Matt Berry has been a comedic hero of mine ever since I first heard him utter the words 'What happened between you and this Renwick customer?' from Garth Marenghi's Darkplace. I don't know if it was his James Mason timber, his Renaissance-man sensibilities, or his ability to adapt himself into unique characters that always inevitably steal the show. But from that moment on I was all in.
Matt Berry has starred in many of the top shelf British comedies over the last decade (Darkplace, IT Crowd, Mighty Boosh, and Snuff Box) as well as some of the most progressive American productions (Portlandia, Sarah Silverman Program, and Aqua Teen Hunger Force). On top of all of that he has recorded three studio albums (Opium, Witchhazel, and Kill the Wolf--available June 17th) and is a true musical virtuoso in every sense of the word. His lyrics and melodies are haunting and beautiful. With songs that are perfect to listen to as autumn turns to winter or you are reenacting scenes from The Crucible.
I had the pleasure of asking Matt a few questions about his career (past, present and future) and we couldn't have asked for a better first guest to start off our Charlemange interview series.
AA: Darkplace seems like a good place to start. What was the feeling like when you were making it? Did you know that it would be something special?
MB: Not at all. It was made by a bunch of unknowns, went out and remained unknown for sometime. There really wasn't much interest when it first aired from what I remember.
AA: In hindsight do you wish you guys could have made more or are you happy with the omnibus you have left us?
MB: I've never really thought about it. I think it did what it had to do within the 6 episodes. Plus, I seem to remember the cost of using real film may have made the decision for them.
MB: The Empty Room was a pastiche of the old grey whistle test which is a show I love and continue to watch as its pure and sometimes very ridiculous and dramatic in a very british way.
AA: Who do you think is better in bed: Dr. Julien Sanchez or Douglas Reynholm?
MB: Try both at once.
AA: How did you get involved with composing music for and guest staring in Saxondale?

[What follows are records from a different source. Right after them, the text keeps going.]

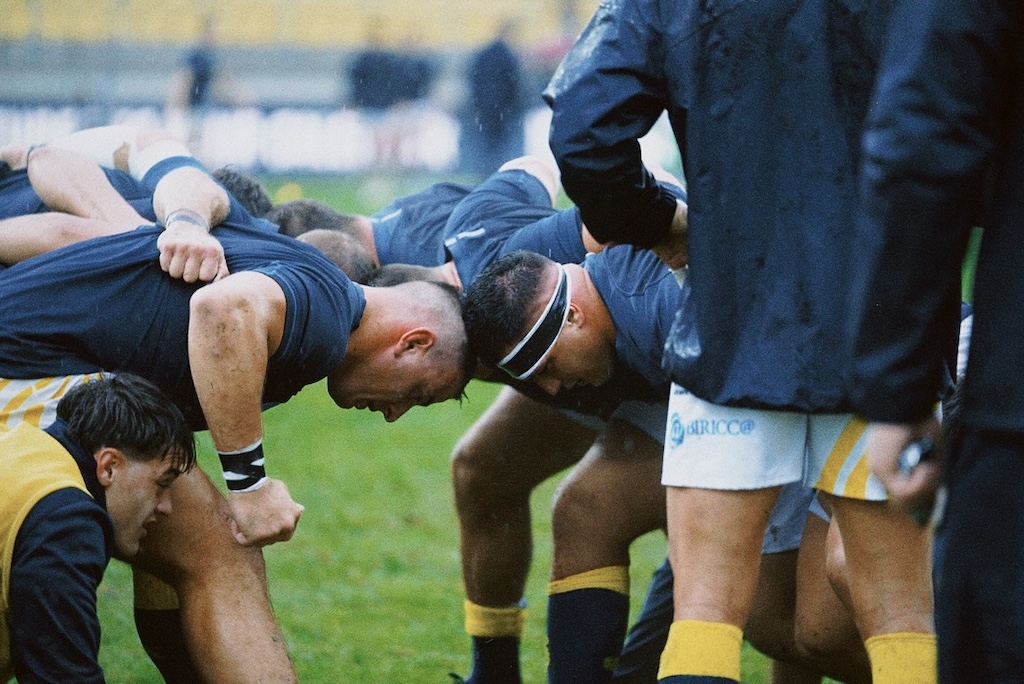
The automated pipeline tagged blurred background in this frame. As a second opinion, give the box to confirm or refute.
[0,0,678,178]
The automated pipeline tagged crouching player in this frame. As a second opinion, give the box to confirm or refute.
[0,374,196,682]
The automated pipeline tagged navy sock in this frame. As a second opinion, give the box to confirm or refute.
[465,637,522,684]
[548,589,630,684]
[612,559,673,684]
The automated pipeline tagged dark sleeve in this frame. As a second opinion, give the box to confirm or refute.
[10,489,111,684]
[545,0,676,247]
[850,0,1007,422]
[499,208,587,263]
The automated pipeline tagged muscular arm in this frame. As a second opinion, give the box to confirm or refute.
[28,145,148,229]
[188,271,302,545]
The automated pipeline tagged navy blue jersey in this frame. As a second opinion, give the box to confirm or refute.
[370,183,471,266]
[8,421,114,683]
[0,214,366,429]
[444,169,587,288]
[584,245,688,397]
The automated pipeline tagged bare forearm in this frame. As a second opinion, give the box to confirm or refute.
[153,167,230,226]
[28,145,146,234]
[188,272,284,452]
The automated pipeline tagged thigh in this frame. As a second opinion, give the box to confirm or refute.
[128,466,262,586]
[453,387,597,491]
[804,414,886,501]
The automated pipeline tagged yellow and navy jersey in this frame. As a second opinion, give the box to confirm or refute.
[370,183,471,266]
[444,169,587,289]
[0,422,114,682]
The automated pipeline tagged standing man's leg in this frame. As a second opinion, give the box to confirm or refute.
[548,417,665,684]
[452,388,596,684]
[658,486,780,684]
[796,509,871,684]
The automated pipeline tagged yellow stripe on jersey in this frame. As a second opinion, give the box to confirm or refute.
[0,373,102,427]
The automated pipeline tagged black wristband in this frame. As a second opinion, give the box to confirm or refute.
[164,209,210,232]
[217,439,267,493]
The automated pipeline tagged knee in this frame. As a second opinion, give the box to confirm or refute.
[743,612,798,661]
[452,440,529,514]
[551,477,613,545]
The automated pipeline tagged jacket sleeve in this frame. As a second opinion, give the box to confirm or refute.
[850,0,1018,422]
[10,489,112,684]
[544,0,676,247]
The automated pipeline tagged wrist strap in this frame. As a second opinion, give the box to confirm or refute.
[164,209,210,232]
[217,437,267,494]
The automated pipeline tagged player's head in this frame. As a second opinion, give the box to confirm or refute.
[296,228,376,284]
[211,165,273,218]
[266,199,362,238]
[463,252,615,394]
[328,281,476,422]
[57,374,196,558]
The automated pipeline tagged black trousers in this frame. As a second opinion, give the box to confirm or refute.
[935,426,1024,684]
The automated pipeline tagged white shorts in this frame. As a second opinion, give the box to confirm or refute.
[662,385,886,501]
[761,482,814,553]
[0,373,103,428]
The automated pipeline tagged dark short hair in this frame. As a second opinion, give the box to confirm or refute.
[462,252,553,366]
[296,228,375,283]
[265,199,358,238]
[211,165,273,218]
[57,373,196,472]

MB: I think Coogan had seen AD/BC which was a short musical I'd written and wanted a 70s feel to his incidental music
AA: From all your great guest staring roles, which one would you like to see in a series of their own?
MB: None of them, as they were just small guest roles that served a small purpose within a bigger story
AA: Do you consider yourself a musician first, actor second or vice versa?
MB: I try not to consider myself at all. I'm grateful at the moment to be able to work on whatever is forcing me out of bed at that particular time.
AA: In both your albums you effortlessly blend old time/retro storytelling and beautiful melodies with sly comedy. What part does comedy play for you in your music?
MB: I didn't intentionally add any comedy to the albums. The latest album 'Kill The Wolf' explores simple pleasures like enjoying a bonfire or enjoying the change of seasons, simple stuff.
AA: Your songs are so layered and detailed and I hear new treasures every time I listen to them (Lay Your Love and So Low especially). Does writing lyrics and music come as second nature to you or is it as more of a longer, collaborative effort?
MB: The music and lyrics are never collaborative as I write everything myself. I don't think about the difficulty of writing music etc. as I enjoy it, and would still be doing it even if there was no interest or nobody listening.
AA: What should we expect from Kill the Wolf?
MB: Half light terror and simple pleasure.